3. a) Moet artikel 19, lid 2, van verordening 6/2002 aldus worden uitgelegd dat de houder van een niet-ingeschreven gemeenschapsmodel het bewijs moet leveren dat het aangevochten gebruik voortvloeit uit het namaken van het beschermde model?
b) Indien de derde vraag, sub a, bevestigend wordt beantwoord:
Wordt de bewijslast omgekeerd of kan de houder van een niet-ingeschreven gemeenschapsmodel aanspraak maken op een lichtere bewijslast, wanneer het model en het aangevochten gebruik ervan in grote mate overeenstemmen?
4. a) Kan het recht om volgens artikel 19, lid 2, juncto artikel 89, lid 1, sub a, van verordening 6/2002 een verbodsvordering in te stellen op grond dat inbreuk op een niet-ingeschreven gemeenschapsmodel is gemaakt, verjaren?

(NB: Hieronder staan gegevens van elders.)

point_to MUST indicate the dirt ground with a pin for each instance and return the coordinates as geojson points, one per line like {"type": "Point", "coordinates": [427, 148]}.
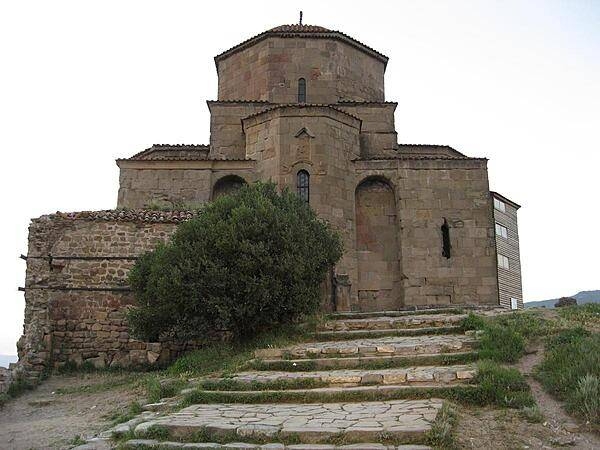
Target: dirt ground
{"type": "Point", "coordinates": [62, 408]}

b) Indien de vierde vraag, sub a, bevestigend wordt beantwoord: Wordt deze verjaring geregeld door het Unierecht, en zo ja, door welke bepaling?
5. a) Kan met betrekking tot het recht om volgens artikel 19, lid 2, juncto artikel 89, lid 1, sub a, van verordening 6/2002 een verbodsvordering in te stellen op grond dat inbreuk op een niet-ingeschreven gemeenschapsmodel is gemaakt, sprake zijn van rechtsverwerking?
b) Indien de vijfde vraag, sub a, bevestigend wordt beantwoord: Wordt deze rechtsverwerking geregeld door het Unierecht, en zo ja, door welke bepaling?
6. Moet artikel 89, lid 1, sub d, van verordening 6/2002 aldus worden uitgelegd dat op vorderingen tot vernietiging [van nagemaakte goederen], informatieverstrekking en schadevergoeding die wegens inbreuk op een niet-ingeschreven gemeenschapsmodel voor de volledige Unie worden ingesteld, het recht dient te worden toegepast van de lidstaat waar de inbreukmakende handelingen zijn verricht?